A HAUNTING
Most people think of houses when they think of something haunted. They think of dark creaky old wooden stairways, or closed, locked rooms that groan and whisper in desolate homes overgrown with weeds and twisted vines. These are the places people usually think of when they talk about a haunted house. I used to think that too, but not any more.
I live in an apartment building and I know my apartment is haunted. A shiver can still run down my spine when I remember the first time I realized this.
Our building, constructed in 1926 is a sturdy four-story walk up. From our dining room windows we look out onto a charming courtyard with trees that were planted when the structure was first built. Today the trees nearly reach the top of the roof, the branches spreading out like a canopy, and the roots stretching far beneath the foundation of the apartment house, or so we imagine. When our windows are open in the warm weather we can hear the leaves rustle and chatter in the gentle breezes. No mater what the season, birds and squirrels can be seen moving about in the trees. Who would suspect in this tranquil setting there would be something haunting us?
I believe the haunting comes from the cement, the plaster, the wood, and the paint, and from within the pores of the very brick that makes this building stand so tall; the haunting comes from the blood and the bones of the building itself.

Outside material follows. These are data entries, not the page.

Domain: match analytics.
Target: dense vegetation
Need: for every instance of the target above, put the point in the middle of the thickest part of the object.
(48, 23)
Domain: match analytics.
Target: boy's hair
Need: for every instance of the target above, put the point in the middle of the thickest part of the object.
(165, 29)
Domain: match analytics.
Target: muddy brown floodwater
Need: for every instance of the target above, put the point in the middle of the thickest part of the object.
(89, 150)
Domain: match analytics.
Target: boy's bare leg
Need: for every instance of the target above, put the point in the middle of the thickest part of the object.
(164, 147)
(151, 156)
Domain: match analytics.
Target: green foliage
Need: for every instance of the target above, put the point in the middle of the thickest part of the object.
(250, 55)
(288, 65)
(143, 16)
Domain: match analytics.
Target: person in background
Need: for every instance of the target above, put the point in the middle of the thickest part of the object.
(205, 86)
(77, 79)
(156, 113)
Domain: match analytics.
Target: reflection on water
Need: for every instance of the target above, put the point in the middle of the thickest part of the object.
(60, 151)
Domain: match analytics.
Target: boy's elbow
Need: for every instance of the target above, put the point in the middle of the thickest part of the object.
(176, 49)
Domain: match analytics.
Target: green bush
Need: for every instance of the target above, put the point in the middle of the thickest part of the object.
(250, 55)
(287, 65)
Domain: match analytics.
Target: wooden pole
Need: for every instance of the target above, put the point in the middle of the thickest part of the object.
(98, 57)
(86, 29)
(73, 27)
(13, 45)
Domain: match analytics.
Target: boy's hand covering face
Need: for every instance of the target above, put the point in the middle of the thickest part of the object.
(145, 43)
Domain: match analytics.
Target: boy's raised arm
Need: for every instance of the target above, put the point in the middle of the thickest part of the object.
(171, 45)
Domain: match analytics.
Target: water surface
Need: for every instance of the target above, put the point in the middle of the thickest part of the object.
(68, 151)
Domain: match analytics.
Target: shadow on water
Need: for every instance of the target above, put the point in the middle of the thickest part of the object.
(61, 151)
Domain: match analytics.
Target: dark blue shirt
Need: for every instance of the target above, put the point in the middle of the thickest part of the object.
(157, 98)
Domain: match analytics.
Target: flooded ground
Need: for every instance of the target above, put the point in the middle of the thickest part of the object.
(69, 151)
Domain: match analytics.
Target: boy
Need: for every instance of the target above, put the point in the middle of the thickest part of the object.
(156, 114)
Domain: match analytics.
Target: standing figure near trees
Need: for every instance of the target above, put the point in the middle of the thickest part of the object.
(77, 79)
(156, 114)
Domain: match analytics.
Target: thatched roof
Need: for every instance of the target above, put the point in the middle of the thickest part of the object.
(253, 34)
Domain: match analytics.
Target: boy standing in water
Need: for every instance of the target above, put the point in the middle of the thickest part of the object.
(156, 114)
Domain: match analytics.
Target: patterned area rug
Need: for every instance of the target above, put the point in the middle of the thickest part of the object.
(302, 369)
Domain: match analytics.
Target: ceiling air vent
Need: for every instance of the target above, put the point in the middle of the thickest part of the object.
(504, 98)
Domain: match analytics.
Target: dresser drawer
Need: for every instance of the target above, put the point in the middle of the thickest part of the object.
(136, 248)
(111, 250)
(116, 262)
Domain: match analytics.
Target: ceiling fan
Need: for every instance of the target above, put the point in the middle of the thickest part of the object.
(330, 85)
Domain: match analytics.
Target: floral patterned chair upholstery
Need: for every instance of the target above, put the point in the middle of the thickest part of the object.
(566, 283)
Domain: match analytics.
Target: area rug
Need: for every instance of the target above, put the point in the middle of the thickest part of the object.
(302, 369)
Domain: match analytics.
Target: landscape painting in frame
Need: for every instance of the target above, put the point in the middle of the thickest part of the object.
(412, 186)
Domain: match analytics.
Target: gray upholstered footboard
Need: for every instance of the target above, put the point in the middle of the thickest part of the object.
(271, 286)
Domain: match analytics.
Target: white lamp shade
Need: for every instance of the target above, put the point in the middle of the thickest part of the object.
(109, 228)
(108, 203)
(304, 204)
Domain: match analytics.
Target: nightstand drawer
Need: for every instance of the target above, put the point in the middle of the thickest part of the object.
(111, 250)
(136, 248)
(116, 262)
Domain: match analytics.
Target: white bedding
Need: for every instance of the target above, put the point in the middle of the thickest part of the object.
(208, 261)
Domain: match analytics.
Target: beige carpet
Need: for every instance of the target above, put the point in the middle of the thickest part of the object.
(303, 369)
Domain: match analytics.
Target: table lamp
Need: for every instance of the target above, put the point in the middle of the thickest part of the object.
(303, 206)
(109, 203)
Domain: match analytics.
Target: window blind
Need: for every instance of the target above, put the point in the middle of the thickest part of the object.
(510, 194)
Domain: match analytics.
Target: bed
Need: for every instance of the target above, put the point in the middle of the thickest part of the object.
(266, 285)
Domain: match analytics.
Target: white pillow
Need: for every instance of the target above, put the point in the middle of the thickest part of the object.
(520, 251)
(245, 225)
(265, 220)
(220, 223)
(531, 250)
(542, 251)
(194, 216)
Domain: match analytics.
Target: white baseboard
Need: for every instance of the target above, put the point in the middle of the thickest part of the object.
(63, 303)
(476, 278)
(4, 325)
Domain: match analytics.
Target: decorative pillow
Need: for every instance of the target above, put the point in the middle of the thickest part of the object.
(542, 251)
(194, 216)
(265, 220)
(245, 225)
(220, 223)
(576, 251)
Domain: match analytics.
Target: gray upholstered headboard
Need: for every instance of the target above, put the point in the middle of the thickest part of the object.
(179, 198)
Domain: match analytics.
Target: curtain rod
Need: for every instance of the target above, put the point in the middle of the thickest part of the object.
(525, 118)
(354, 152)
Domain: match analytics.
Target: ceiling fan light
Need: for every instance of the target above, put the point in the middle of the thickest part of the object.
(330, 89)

There is a pattern to the haunting. Everything is quiet for a while. The weeks go along, the months, and there is a rhythmic hum in our ordinary lives. Then it happens. Light bulbs begin to burn out all at the same time; faucets begin to leak, appliances break down, and the milk sours quickly in the refrigerator. That’s how I know the haunting has come. That’s when I see something -- a momentary blankness, an emptiness in the air, and I think I see a shadowy image flit down the hallway like quickly moving smoke. But, then, when I look, whatever I’ve see is gone. All that remains is a lingering, disquieting smell. A smell that sits on the back of my tongue, an odor that I smell as I exhale. And I taste in the air the molding, dusty leaves rotting under the trees. I sense eyes, too, eyes that seem to look out from behind the layers of paint on the walls, following me, silently waiting, watching.
At night when everyone has gone to bed I sometimes hear footsteps coming down the hallway. The footsteps approach the door to my bedroom, then stop. Just as suddenly it’s gone and I know now that it retreats back into the walls. I used to excuse this sound as the wood expanding and contracting. But it’s footsteps, one after the other, deliberate, purposeful steps, walking down the hallway.
Other people have thought they’ve see something, or heard something in their apartments, too. They discount any strange sound or movements as being caused by their neighbors on the other side of the walls. I, too, was skeptical once of the existence of the thing that haunts, but something happened, and I no longer deny what I see or hear.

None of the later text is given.